Ana, mi esposa, fue brutalmente asesinada por un delincuente común que, a su vez, fue tiroteado por los policías que consiguieron darle caza una hora después. Las siguientes semanas fueron una lucha constante contra mi instinto de quitarme la vida, una vida amortizada y carente de sentido.
Al poco tiempo se instaló en la ciudad Virginia, la hermana de Ana.

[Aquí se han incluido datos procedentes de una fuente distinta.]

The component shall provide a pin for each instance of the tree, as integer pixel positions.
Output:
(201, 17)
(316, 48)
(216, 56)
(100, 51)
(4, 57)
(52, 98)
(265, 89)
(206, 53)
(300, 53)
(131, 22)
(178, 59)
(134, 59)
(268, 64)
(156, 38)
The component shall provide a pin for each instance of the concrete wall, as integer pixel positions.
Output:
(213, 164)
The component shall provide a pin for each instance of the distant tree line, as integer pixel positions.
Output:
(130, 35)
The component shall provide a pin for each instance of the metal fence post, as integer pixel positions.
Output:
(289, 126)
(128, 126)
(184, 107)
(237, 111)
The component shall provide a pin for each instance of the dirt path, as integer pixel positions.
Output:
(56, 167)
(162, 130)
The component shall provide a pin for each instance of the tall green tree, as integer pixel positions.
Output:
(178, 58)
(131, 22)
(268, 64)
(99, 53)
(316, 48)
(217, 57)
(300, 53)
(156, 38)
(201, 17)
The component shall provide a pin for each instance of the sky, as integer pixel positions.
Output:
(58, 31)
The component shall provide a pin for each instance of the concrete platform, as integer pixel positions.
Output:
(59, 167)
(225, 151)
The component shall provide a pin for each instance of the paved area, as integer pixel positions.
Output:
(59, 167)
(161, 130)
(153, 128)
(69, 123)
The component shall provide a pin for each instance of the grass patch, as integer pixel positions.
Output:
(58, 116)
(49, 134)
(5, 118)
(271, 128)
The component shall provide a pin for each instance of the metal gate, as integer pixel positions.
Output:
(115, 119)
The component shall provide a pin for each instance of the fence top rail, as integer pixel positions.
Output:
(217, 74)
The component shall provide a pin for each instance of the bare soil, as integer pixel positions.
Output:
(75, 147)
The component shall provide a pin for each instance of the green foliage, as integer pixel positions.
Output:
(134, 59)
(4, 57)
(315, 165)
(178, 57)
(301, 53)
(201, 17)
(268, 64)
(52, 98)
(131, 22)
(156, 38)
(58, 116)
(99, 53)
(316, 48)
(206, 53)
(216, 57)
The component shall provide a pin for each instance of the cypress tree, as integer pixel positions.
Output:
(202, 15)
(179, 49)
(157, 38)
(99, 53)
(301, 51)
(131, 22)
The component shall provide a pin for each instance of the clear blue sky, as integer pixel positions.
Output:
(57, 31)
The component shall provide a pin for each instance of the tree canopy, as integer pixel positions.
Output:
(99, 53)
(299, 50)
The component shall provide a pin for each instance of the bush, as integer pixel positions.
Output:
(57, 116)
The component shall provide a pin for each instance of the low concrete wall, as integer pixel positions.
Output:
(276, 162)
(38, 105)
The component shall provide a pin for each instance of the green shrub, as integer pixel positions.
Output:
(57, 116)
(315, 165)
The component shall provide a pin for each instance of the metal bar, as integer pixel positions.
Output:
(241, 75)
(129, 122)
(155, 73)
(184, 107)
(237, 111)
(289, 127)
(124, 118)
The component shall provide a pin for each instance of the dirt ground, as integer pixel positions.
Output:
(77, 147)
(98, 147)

Había estado estudiando en Estados Unidos concienzudamente para hacerse cargo de los negocios de mi suegro, ahora con más motivo pues, tras la muerte de Ana, del hombre valiente y emprendedor ya sólo quedaba la silueta. Fue haciéndose con las riendas de la empresa y consiguió llevar a buen puerto la mayoría de proyectos que su padre había dejado inacabados.
Además siempre estuvo pendiente de mi evolución. Sus atenciones se convirtieron en algo frecuente y, por qué no decirlo, deseado por mí. Había llegado en el momento oportuno y de la forma más adecuada. Del agradecimiento pasé a la admiración, y de ahí al amor sólo había dos estaciones. Dos años después nos casamos.
Enamorado de nuevo, por su trigésimo cumpleaños quise organizarle una fiesta sorpresa. Uno a uno fui llamando a los escasos números de amistades que tenía en su agenda. Hasta que llegué a un número suelto, sin nombre. Llamé.
–¿Virginia Díaz? No sé de quién me habla –me respondió una señora mayor con voz rota.
–¿Tiene usted algún hijo o hija de unos treinta?
–Lo tenía, hasta que esos policías hijos de puta lo cosieron a balazos.